Una vertenza difficile, iniziata, mediaticamente parlando, nell’estate 2009, quando, dopo 15 mesi di lotta, quattro operai e un funzionario FIOM salirono sul carroponte, a oltre 12 metri di altezza, rimanendo lì per oltre una settimana, fino a quando non ebbero garanzia che la Fabbrica non avrebbe chiuso. Da lì il passaggio di proprietà nelle mani del gruppo Camozzi e la riassunzione di tutti gli operai. “Quella della Innse divenne il simbolo di tutte le lotte contro le crisi e le ristrutturazioni in corso. Fu seguita da tutto il paese e diede coraggio a tutti, dimostrando che la lotta paga, anche quando la situazione sembra disperata”, si legge in una nota della Fiom/Il sindacato è un’altra cosa.

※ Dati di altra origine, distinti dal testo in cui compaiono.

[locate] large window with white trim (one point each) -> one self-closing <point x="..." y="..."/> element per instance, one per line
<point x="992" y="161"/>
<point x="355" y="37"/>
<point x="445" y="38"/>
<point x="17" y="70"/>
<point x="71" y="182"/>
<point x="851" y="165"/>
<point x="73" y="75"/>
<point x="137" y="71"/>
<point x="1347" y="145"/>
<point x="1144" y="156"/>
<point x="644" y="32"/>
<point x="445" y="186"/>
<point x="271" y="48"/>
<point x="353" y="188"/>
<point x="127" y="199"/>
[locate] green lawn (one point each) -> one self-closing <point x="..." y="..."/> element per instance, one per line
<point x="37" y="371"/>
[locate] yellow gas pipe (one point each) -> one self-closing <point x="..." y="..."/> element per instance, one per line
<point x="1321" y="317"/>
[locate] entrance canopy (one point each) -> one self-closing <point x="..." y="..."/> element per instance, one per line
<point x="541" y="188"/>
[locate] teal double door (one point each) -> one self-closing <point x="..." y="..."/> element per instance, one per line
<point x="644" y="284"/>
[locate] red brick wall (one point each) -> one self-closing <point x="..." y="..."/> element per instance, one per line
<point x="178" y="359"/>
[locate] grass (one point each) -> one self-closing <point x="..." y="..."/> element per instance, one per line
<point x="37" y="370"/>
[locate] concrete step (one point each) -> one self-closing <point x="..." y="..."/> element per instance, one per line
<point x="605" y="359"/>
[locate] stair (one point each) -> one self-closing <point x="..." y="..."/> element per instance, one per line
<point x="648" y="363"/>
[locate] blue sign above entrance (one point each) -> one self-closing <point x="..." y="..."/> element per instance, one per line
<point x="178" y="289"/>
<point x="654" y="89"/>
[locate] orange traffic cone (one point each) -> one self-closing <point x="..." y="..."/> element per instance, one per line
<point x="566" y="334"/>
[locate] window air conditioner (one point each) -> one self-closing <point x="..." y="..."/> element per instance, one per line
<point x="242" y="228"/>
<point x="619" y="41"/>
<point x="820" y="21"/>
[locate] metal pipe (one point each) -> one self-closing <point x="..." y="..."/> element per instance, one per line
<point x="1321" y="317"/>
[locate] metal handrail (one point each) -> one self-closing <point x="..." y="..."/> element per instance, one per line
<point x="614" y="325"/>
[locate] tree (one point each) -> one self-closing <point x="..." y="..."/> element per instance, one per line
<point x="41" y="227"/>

Negli anni, gli impegni presi dal nuovo proprietario non sono stati rispettati. Oggi quel terreno su cui sorge la Fabbrica sembra un museo di archeologia industriale. La forza lavoro è dimezzata: sono rimasti in sedici a lavorare. Gli altri sono in cassa e l’unica “rotazione” che fanno è quella al presidio ai cancelli con tre licenziati. L’unico macchinario installato non è mai stato avviato per svariati e non ben definiti problemi tecnici. Le assunzioni tanto sbandierate non si sono viste. L’unico segno di vita oltre il cancello sembra essere la ristrutturazione della palazzina degli impiegati, quasi a costo zero con gli incentivi dello Stato: una bella palazzina di vetro in mezzo alle sterpaglie e i capannoni abbandonati, che sembra minacciare una destinazione dell’area tutt’altro che industriale. Eppure quel terreno e quel capannone di 30000 mq erano stati acquistati nel 2009 al prezzo simbolico di un euro; di fatto regalato, alla chiara intenzione che l’area, altrimenti trasformabile in verde e giardini pubblici, dovesse essere destinata allo sviluppo industriale, all’aumento di mano d’opera e di posti di lavoro, all’incremento degli organici e degli addetti alla produzione dell’Innse. Il Comune di Milano, allora garante, sembra non accorgersi che negli anni quell’accordo, di cui si fece promotore, è via via stato svuotato dalla mancanza di un piano industriale credibile.